Star Trek: The Art of Juan Ortiz Review The Enterprise Is Being Eaten By A Cat

Star Trek: The Art of Juan Ortiz

Halloween season approaches, sure it's a reason to give a present, could be for the Star Trek fan in your life including you. Star Trek: The Art of Juan Ortiz is is the perfect book to show off on your coffee table, filling your friends with rage at the cool things you own. This wonderful collection of 100 posters based on every episode of the original Star Trek series will have you swinging behind the sun at warp speed letting you time travel back in time, I am inferring the movie where the Star Trek crew does time travel that way.

Juan Ortiz forced himself to finish one portion of his poster project in a month doing 33 posters, almost one a day. After making contact with CBS about really using the posters for possibly t-shirts and mugs they went with a full-fledged art book.

Now instead of having the posters grace your belly for 80 days on different t-shirts, that does sound cool, you can instead go through the pages of this book while watching the show or  watching with friends, admiring the episodes and getting into fights over trivia.
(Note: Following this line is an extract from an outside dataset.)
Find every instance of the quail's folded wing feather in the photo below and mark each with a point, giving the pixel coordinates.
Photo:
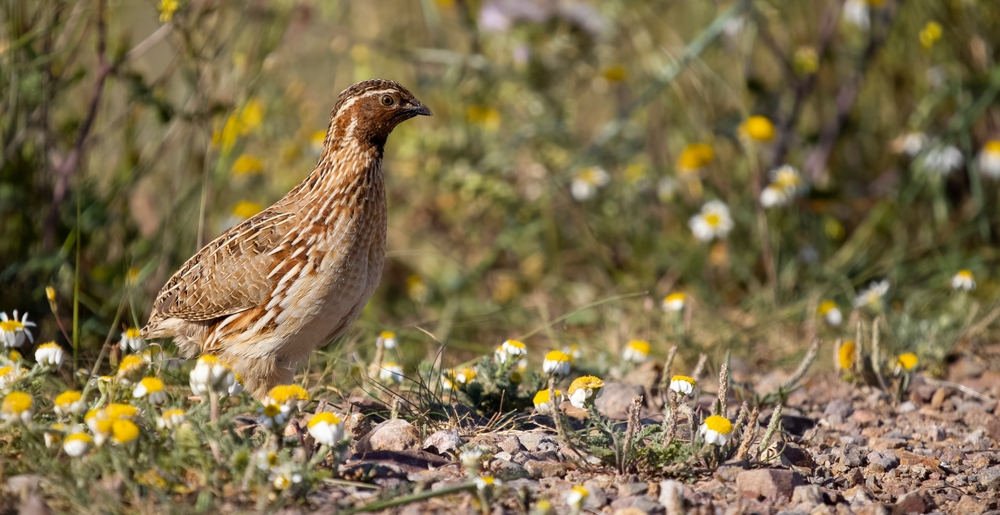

The collection sets the posters as if they were made alongside the series was being shown in 1960s The 60's style presented has some very minimalistic features for some posters. I don't think I've seen the Enterprise depicted in so many way before either. Skulls aplenty though, but you have it as a shield and even something caught by a cat. Simple cut-outs of figures from the show like bad photo-shop make up some highlights.

Each one can be admired at your own time and a little tidbit of info is given at the end of the book about each piece by Juan himself.

It's something Kevin Tong would probably love as a present, so anyone who knows him get him one.

I was going to bring up the idea that Juan do posters for the Star Trek The Animated Series too, but he already is. Check out his latest work on making posters for those episodes here.

Possibly, the best part of the book is arguing what Juan did to represent the episode. Sometimes I disagree with what moments stood out to him and he made a big deal of. Sometimes he doesn't capture the whole episode, but a scene or something that caught his eye. In many ways the book is more about his taste of Star Trek and what came to his attention.

It shows how much Star Trek inspires to this day, I don't get why they don't push for a TV series with th cast of the movies.

The book will make you want to watch the episodes again, hopefully in a future of Netflix and other similar services these posters will be in place of the one stupid box art picture they use while going through which episodes to watch.

For art to remind you of how Star Trek endures to this day, not based on the reboot look no further, but do look in the book.

The book was provided by the publisher for review purposes.